Pero de lo que estoy seguro es de la inmensa felicidad de aquel sábado 24 de abril, cuando me volvía a ver sosteniendo en brazos todo cuanto resume dos vidas y las vidas de los que gravitamos en la amistad de esos dos. Y cuando papá y yo volvamos a soñar con muchos años después, como ya hiciéramos en su momento, cuando seáis menos independientes y más niñas, porque eso es directamente proporcional al hecho de crecer, según que ojos miren, os deberemos muchas lecciones. Os deberé muchas lecciones. Y como quiero ir pagándolas, lo hago así, a crédito, poco a poco:

¿Y ahora qué hago contigo

tal como soplan los vientos,

ahora que lo que te digo

lo vas entendiendo

un poquito mejor?

Ahora que te andan diciendo

eso de que tú eres libre,

hazle caso a papá

que en esta sociedad

eso es imposible.

Tú eres libre porque los gobiernos existen y son los que mandan,

los gobiernos son todos dioses y demonios, divinos y humanos

que dan al ciudadano el poder soberano de un corte de manga.

Libre tú serás mientras te dure la ternura en que andas tú,

mientras descubras el valor de la amistad y sigas preso de tu amor de juventud.

Libre túserás mientras las leyes no se escriban para ti

mientras conserves tu minoría de edad y hagas las cosas porque no y porque sí.

Libre serás mientras los dueños de tus risas e ilusiones,

se fabriquen cada noche con tus máquinas del sueño.
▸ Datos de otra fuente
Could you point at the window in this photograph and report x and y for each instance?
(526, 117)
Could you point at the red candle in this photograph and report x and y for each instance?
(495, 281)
Y a quien pregunte por tu plena libertad,

Tú dile que se te quedó dentro del vientre de mamá.

Igual que a todos los que estamos presos dentro de un Estado,

y dentro de un Estado vida mía dile que no somos libres,

que somos esclavos.



Y no olvidéis jamás que sois el sello con el que se envió la historia de lealtad y de verdad, con todo lo poco que hoy día significa verdad en este mundo. Sois el lacre que cerró elegantemente la condena del amor. Sois el testimonio perfecto del compromiso de la amistad. Sois garante de una época distinta, donde aprendemos todos: vosotras de los mayores, y los mayores, cada día, al ritmo que marcáis en sus vidas.

Yo quiero muchos sábados 24 de abril. Muchos. Los quiero con los míos, con los que siempre fueron míos y no dejarán de serlo por cuanto tiempo pierda yo en vericuetos y tropezones. Lo fueron y serán que eso no cambia. Y quiero muchos sábados donde me cojan de la mano, flanqueándome, una por costado, habiéndome reído yo más que vosotras mismas.

Yo quiero todo eso, que mañana Dios dirá. Y lo más seguro es que se empeñe en quedarse callado, tal vez preparando divinos castigos. Que me basta la práctica de la religión de ese sábado que cito para darme cuenta de mucho.

Venga, abrid los oídos de la vida. O decidle a papá y a mamá que apunten esto; yo también prometo recordaoslo en su momento:

Ya no me quedan muchos años
para hacerte un hombre libre.
No me quedan muchos años para darte una lección;
la lección de la vida por si de algo te sirve.
Para cuando papá tenga que despedirse,
y te quedes tú solo
en medio del mundo de lobos en el que estoy yo.

No se te olvide que ahora ya

la escuela solamente de poco vale,

hay cosas que se aprenden solo en la calle

y en la calle contigo nadie estará.

Apréndelas tú mismo.

No se te olvide que allá donde vayas

tendrás que enfrentarte al dolor,

y sólo aquel que resista se irá haciendo fuerte.

Acércate a quien te dé su palabra, su libro,

su mano y su amor,

y aléjate del que nunca te mire de frente.

No preguntes por el Dios del Cielo

porque desde el Cielo

no puede ayudarte.

Tú preocúpate por el Diablo,

que ese sí está claro

que está en todas partes.

Y si un día, en medio del camino,

ves que tú destino se cubre de negro.

Date la vuelta y regresa y luego empieza,

que tienes tiempo.

Y no dejes que la juventud se te escape de pronto,

como a tantos tontos...

Como a tantos tontos que la están perdiendo.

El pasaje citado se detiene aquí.